RSTC Medical Statement

An RSTC medical statement is a document which attests to a participant’s health condition before he or she is allowed to participate in recreational scuba diving. It is mandatory procedure and is followed by all institutions which train individuals to scuba dive. The statement of intent explains why such a procedure has to be followed and it is usually succeeded by a medical questionnaire of the candidate.

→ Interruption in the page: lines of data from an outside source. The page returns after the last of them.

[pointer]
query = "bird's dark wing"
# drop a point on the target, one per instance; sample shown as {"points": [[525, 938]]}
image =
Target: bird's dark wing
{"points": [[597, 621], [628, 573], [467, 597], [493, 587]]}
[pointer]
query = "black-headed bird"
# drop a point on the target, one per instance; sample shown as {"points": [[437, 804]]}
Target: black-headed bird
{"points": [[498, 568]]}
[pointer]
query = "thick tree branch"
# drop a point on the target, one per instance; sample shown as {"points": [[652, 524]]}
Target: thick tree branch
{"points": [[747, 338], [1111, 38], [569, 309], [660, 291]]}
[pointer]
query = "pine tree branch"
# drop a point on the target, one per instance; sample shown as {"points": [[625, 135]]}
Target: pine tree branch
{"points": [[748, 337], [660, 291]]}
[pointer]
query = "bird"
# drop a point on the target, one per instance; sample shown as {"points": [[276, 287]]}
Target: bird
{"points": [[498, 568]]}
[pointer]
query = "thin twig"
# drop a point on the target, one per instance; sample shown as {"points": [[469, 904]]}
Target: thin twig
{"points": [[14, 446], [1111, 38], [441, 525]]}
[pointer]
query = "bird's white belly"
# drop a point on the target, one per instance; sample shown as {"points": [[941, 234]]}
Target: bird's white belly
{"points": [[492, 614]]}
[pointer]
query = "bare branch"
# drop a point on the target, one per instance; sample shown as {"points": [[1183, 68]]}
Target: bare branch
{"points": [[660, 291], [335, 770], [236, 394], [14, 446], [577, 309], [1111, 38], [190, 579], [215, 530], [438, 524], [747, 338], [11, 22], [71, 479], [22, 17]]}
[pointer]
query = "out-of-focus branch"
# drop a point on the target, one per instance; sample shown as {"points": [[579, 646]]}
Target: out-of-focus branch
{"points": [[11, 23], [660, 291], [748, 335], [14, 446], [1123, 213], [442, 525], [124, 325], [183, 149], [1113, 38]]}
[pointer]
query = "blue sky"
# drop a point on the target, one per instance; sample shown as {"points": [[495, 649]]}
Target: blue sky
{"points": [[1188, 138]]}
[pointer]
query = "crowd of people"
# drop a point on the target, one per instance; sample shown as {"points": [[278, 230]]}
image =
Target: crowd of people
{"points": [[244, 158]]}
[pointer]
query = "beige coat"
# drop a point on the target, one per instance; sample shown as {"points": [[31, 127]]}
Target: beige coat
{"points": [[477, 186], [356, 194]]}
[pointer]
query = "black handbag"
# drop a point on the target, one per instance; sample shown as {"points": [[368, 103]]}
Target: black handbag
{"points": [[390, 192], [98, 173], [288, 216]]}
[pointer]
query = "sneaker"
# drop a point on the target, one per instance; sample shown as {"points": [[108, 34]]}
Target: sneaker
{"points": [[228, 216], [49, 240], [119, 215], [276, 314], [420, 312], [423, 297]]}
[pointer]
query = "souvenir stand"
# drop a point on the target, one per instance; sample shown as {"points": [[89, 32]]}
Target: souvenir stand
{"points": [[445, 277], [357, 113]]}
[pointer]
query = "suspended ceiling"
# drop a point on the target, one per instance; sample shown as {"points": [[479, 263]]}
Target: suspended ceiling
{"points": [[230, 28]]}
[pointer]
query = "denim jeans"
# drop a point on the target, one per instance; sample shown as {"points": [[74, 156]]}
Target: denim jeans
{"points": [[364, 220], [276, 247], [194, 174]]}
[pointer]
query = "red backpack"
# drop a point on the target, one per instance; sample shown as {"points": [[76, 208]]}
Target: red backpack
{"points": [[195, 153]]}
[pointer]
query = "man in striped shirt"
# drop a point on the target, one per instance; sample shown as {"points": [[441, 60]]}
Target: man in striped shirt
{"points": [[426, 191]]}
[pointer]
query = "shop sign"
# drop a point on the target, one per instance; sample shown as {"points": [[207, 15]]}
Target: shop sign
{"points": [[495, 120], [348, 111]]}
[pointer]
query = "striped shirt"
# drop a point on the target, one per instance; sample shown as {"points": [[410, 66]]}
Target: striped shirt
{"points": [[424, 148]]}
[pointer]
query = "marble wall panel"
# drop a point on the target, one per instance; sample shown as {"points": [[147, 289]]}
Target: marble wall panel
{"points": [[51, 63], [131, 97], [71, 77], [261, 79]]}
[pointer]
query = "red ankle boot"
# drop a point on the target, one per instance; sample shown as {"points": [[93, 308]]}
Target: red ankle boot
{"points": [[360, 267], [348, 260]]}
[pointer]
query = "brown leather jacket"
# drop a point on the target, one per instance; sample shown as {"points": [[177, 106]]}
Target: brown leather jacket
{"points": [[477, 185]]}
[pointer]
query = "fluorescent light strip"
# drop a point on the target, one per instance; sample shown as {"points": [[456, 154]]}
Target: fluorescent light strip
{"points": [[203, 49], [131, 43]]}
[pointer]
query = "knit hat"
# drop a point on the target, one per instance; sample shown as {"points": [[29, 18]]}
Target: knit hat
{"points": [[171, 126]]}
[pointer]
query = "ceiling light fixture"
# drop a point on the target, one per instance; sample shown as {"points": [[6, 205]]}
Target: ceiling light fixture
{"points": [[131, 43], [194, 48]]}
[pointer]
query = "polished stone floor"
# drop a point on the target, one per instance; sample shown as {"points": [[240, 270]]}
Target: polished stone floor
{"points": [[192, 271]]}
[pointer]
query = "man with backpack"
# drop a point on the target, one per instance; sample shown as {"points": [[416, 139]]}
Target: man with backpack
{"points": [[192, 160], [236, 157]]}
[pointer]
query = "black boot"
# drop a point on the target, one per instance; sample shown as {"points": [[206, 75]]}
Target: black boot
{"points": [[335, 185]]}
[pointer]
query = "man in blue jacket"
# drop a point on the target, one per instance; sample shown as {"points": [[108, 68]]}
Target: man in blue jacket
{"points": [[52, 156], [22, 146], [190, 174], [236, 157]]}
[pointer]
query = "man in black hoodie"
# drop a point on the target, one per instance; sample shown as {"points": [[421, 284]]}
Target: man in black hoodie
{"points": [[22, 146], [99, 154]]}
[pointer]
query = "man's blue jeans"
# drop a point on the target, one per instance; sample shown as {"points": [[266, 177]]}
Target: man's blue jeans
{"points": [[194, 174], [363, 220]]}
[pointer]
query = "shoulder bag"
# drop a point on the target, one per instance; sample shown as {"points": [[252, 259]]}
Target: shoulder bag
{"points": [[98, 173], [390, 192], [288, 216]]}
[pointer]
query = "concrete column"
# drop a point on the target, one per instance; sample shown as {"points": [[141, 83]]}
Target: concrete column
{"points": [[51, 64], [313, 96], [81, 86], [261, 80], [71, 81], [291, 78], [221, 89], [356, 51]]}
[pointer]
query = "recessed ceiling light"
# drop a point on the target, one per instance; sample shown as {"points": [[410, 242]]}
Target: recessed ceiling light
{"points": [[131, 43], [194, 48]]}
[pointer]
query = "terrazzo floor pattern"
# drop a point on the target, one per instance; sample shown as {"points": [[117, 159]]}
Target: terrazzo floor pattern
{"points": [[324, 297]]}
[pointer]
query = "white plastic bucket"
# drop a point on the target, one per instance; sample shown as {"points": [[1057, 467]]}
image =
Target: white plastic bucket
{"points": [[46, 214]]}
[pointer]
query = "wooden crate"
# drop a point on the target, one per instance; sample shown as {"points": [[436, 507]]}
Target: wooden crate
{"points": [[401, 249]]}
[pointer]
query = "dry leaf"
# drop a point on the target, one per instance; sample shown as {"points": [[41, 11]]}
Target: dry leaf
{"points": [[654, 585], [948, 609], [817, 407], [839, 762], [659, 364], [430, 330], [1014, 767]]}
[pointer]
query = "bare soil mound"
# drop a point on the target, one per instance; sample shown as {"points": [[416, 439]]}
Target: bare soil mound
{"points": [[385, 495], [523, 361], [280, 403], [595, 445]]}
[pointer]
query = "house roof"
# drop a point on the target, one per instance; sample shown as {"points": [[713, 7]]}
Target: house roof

Sample RSTC Medical Statement

RECREATIONAL SCUBA TRAINING COUNCIL MEDICAL RECORD AND STATEMENT

PARTICPANT’S RECORD [CONFIDENTIAL INFORMATION

This is a medical statement which apprises you of the risks involved in RECREATIONAL SCUBA TRAINING, offered by WATER SPORTS PVT. LTD. from the 23rd of March 2012 to the 23rd of June 2012. WATER SPORTS PVT. LTD. is located at 12 REDWOOD ROAD, NEAR PENN STATE UNIVERSITY, PENNSYLVANIA.

You are requested to read the statement provided below and fill up the medical questionnaire attached with this document. In case you are a minor, the signature of your legal appointed guardian must also be provided. Your consent, which is indicated by your signature on this document, is necessary for enrolment in the training program.

MEDICAL STATEMENT

Scuba diving is an exciting adventure sport. However, only completely healthy and active individuals are recommended to participate in it. All the air spaces in your body should be uncongested and if you suffer from any of the diseases mentioned in the annex document, like coronary problems, diabetes, asthma, and chronic back ache and so on, you must consult with your physician before attempting scuba diving.

DECLARATION:

“I have read and understood all the terms and conditions contained in this document. I promise to enter correct and accurate information in the medical questionnaire provided. I will also cooperate with the on-site physician in charge of my medical examination. In case of any concealment of information and damage to my health, I shall bear full and complete responsibility.”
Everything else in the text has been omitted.